Recombinant human TGFβ2 (PeproTech, Rocky Hill, NJ, USA) and selective TGFβ receptor I inhibitor (SB431542, Merck Millipore, Billerica, MA, USA) were diluted in Hanks’ balanced salt solution (Thermo Fisher Scientific) containing 0.1% bovine serum albumin (BSA) and dimethyl sulfoxide (DMSO), respectively, and stored at −20°C until use. To examine Smad2 nuclear translocation, the cells on a glass chamber slide (2D culture) were treated with TGFβ2 (50 ng/ml) or BSA for 30 min at 37°C in a humidified incubator with 5% CO₂. For real-time PCR analysis, 120–150 cell aggregates from Wistar rats were collected in a 15-ml tube 4 days after 3D cell culture and then centrifuged at 200×g for 2 min. Cell culture media were replaced with 470 μl of fresh cell culture media, and all cell aggregates were re-plated onto a 24-well plastic plate. To obtain the indicated concentrations, 30 μl of TGFβ2 and/or SB431542 diluted by cell culture media was added to the well (final volume, 500 μl).

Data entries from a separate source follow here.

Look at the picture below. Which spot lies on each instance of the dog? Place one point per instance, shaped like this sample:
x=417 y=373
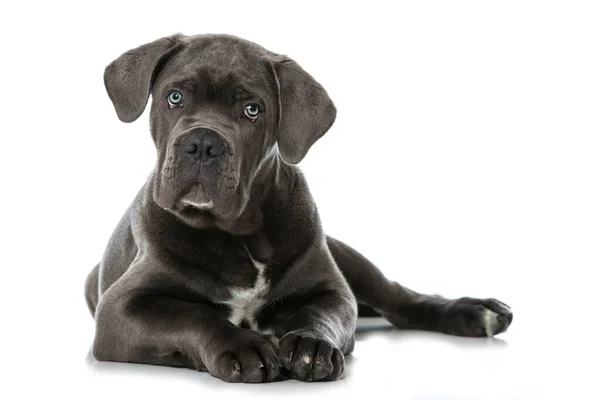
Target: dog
x=220 y=263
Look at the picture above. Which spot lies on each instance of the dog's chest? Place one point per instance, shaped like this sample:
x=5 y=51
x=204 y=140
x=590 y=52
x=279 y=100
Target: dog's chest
x=245 y=303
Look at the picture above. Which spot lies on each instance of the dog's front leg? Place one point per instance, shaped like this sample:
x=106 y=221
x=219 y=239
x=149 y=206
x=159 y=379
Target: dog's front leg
x=134 y=324
x=318 y=335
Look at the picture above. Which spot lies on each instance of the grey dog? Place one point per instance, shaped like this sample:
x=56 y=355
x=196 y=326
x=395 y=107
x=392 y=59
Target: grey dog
x=220 y=264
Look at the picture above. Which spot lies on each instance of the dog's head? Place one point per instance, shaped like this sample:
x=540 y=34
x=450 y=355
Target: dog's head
x=222 y=109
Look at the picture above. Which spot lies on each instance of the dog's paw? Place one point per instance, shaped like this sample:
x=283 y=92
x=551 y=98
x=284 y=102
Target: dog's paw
x=308 y=358
x=476 y=317
x=250 y=358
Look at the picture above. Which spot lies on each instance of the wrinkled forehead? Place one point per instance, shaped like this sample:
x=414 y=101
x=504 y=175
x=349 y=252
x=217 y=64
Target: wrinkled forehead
x=212 y=67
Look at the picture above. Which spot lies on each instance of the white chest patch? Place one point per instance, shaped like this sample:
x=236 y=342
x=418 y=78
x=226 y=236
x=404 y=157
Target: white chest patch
x=245 y=303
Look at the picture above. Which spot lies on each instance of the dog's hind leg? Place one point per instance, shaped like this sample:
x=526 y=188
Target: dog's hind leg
x=406 y=308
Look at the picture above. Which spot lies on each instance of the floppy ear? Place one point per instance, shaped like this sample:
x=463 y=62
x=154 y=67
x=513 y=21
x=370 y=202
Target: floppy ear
x=305 y=110
x=128 y=79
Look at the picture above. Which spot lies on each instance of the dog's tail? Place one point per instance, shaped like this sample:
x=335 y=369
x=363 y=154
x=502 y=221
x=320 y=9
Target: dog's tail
x=91 y=290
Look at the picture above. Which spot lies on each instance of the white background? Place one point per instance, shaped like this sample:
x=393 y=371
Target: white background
x=464 y=161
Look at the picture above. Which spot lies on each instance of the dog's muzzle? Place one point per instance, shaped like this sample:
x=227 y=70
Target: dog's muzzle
x=201 y=145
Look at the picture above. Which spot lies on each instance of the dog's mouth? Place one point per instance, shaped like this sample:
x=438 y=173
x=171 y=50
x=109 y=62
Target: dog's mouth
x=196 y=198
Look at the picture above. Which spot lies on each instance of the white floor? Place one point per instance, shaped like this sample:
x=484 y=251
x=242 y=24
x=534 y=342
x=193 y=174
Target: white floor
x=388 y=363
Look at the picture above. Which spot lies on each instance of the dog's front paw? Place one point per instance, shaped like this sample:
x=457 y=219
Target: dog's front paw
x=249 y=357
x=308 y=358
x=476 y=317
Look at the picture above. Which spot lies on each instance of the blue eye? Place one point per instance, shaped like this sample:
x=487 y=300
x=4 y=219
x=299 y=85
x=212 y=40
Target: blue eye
x=175 y=99
x=252 y=111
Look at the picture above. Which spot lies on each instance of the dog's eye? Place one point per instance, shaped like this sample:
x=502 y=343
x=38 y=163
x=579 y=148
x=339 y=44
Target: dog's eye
x=175 y=99
x=252 y=111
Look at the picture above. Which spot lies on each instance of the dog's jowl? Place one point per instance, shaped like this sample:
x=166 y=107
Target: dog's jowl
x=220 y=263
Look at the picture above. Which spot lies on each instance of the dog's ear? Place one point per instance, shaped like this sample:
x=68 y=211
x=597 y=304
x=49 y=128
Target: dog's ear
x=128 y=79
x=305 y=110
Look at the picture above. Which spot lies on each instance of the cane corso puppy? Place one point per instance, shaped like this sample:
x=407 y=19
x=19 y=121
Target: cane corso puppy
x=220 y=264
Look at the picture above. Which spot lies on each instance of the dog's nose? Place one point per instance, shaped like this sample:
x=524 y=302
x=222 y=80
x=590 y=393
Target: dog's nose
x=203 y=143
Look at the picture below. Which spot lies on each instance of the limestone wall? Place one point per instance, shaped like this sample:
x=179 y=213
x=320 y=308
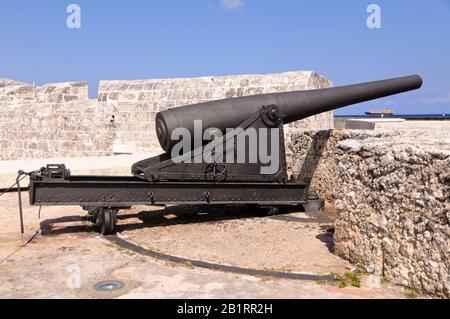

The cell aggregates were then incubated for an additional 24 hr at 37°C in a humidified incubator with 5% CO₂. BSA and DMSO were diluted in the same manner and used as vehicle controls for TGFβ2 and SB431542, respectively. For Western blot analysis, dispersed anterior pituitary cells from Wistar rats were re-suspended in media containing TGFβ2 (50 ng/ml) or BSA and then cultured in hanging drops (120–150 drops/treatment) for 5 days at 37°C in a humidified incubator with 5% CO₂.

Immunofluorescence microscopy

To analyze the nuclear translocation of Smad2, cells treated with TGFβ2 and BSA were fixed in 4% PFA in 25 mM of PB (pH 7.4) for 20 min at room temperature. The cells were permeabilized in PBS containing 0.2% Triton X-100 (Sigma-Aldrich) for 20 min and then incubated in PBS containing 2% NGS for 30 min at room temperature. The cells from S100β-GFP transgenic rats were incubated with rabbit monoclonal anti-Smad2 antibody (1:200, Cell Signaling Technology, Danvers, MA, USA), and the cells from Wistar rats were incubated with rabbit monoclonal anti-Smad2 and mouse monoclonal anti-desmin (1:50, DAKO) antibodies, for 90 min at 30°C, followed by a secondary antibody containing DAPI (0.5 μg/ml) for 30 min at 30°C. The secondary antibodies were Alexa Fluor 568-conjugated goat anti-rabbit IgG, Alexa Fluor 488-conjugated goat anti-rabbit IgG, and Alexa Fluor 568-conjugated goat anti-mouse IgG antibodies (all 1:200, Thermo Fisher Scientific). Stained cells were subsequently analyzed with an FV1000 confocal laser microscope (Olympus, Tokyo, Japan). Images were processed for presentation using Photoshop CS5 (Adobe Systems, San Jose, CA, USA).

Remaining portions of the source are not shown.